What's going on in Catalonia? Chris Bambery investigates
Next Monday, 8 May, the President, the equivalent of the Speaker of the Catalan Generalitat or Parliament, is due to appear before the Constitutional Court in Barcelona. The Spanish government has brought this prosecution against Carme Forcadell. Her crime? Allowing the assembly to debate the matter of Catalan independence – not advocating a breakaway but simply allowing it to discuss the matter, something a majority of representatives supported.
She is deemed to be in breach of a ruling by the court that outlawed any move towards independence. What is interesting is that if this was occurring in Russia, Iran or Turkey there would be howls of protest from the European Union and others. Instead, there is silence.

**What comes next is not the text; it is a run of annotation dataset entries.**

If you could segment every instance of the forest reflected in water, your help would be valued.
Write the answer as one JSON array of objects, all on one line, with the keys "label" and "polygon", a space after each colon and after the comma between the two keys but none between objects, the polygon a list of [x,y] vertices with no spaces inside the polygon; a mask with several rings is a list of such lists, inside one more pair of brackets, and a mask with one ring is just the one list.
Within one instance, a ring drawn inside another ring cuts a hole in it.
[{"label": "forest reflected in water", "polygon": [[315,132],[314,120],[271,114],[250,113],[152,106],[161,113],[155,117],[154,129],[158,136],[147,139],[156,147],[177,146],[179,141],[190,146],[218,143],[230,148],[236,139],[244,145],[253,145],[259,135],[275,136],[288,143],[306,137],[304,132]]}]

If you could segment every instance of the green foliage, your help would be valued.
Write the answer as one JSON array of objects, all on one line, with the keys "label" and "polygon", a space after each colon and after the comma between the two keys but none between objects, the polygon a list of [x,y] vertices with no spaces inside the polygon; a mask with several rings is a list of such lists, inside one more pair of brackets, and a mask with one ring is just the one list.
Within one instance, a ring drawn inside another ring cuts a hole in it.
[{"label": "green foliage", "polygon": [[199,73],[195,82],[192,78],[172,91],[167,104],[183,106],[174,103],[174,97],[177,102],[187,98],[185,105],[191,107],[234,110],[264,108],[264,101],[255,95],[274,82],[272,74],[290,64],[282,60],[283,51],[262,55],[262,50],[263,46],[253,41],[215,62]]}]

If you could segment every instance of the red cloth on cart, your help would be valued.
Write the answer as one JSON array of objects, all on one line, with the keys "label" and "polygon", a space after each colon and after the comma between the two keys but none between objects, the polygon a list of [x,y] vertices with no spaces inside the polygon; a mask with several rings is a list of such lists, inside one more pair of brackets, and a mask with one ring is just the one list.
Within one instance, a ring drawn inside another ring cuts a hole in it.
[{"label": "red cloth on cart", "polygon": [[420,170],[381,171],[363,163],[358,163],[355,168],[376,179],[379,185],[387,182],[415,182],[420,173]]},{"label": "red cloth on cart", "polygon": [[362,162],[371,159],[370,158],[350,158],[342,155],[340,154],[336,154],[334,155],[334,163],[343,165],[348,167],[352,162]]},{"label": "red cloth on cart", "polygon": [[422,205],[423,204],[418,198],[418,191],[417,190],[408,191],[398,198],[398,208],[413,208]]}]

I’ve written about Catalonia before but what is happening there is a major assault on democracy by the Madrid government of Mariano Rajoy. Some 400 local councillors and mayors are facing prosecution for things like flying the Catalan flag from a municipal building or going to work on Spain’s national day. Former Catalan President, Artur Mas, was tried and banned for office for three years for permitting an indicative referendum to take place three years ago.
Francesc Homs, Catalan, Minister of the Presidency and Spokesperson of the Government of Catalonia (Generalitat de Catalunya) was stripped of his parliamentary immunity so he could be prosecuted for the same “crime.”
The Spanish government claims these cases were brought by individuals and have nothing to do with an official campaign to silence pro-independence figures in Catalonia, but these “individuals” happen to be members of the ruling right-wing Popular Party (PP). Currently, the Spanish parliament is investigating ‘Operation Catalonia’, an alleged smear campaign against pro-independence politicians, conducted under the last PP government.
Tapes leaked before the 2016 Spanish general election allegedly show Jorge Fernández Díaz, former Spanish Interior minister, plotting with the director of the Catalan Anti-Fraud Office to fabricate corruption scandals around certain pro-independence leaders. He was also head of the PP list in Barcelona. In December the Supreme Court in Madrid halted its investigation into this matter. One Catalan newspaper responded with an editorial saying “Spain, that country where conspiring against political adversaries isn't a crime”.
What has happened, as I previously argued, is that the popular tide in Catalonia has in recent years moved towards independence. In 2014 the unofficial referendum returned a no vote and pro-independence parties won in the last regional election. The Catalan government, a coalition of the centre right and centre left which can also rely on the votes of a smaller radical left party, is clear it will only move in a non-violent way towards implementing the right to self-determination which requires a referendum.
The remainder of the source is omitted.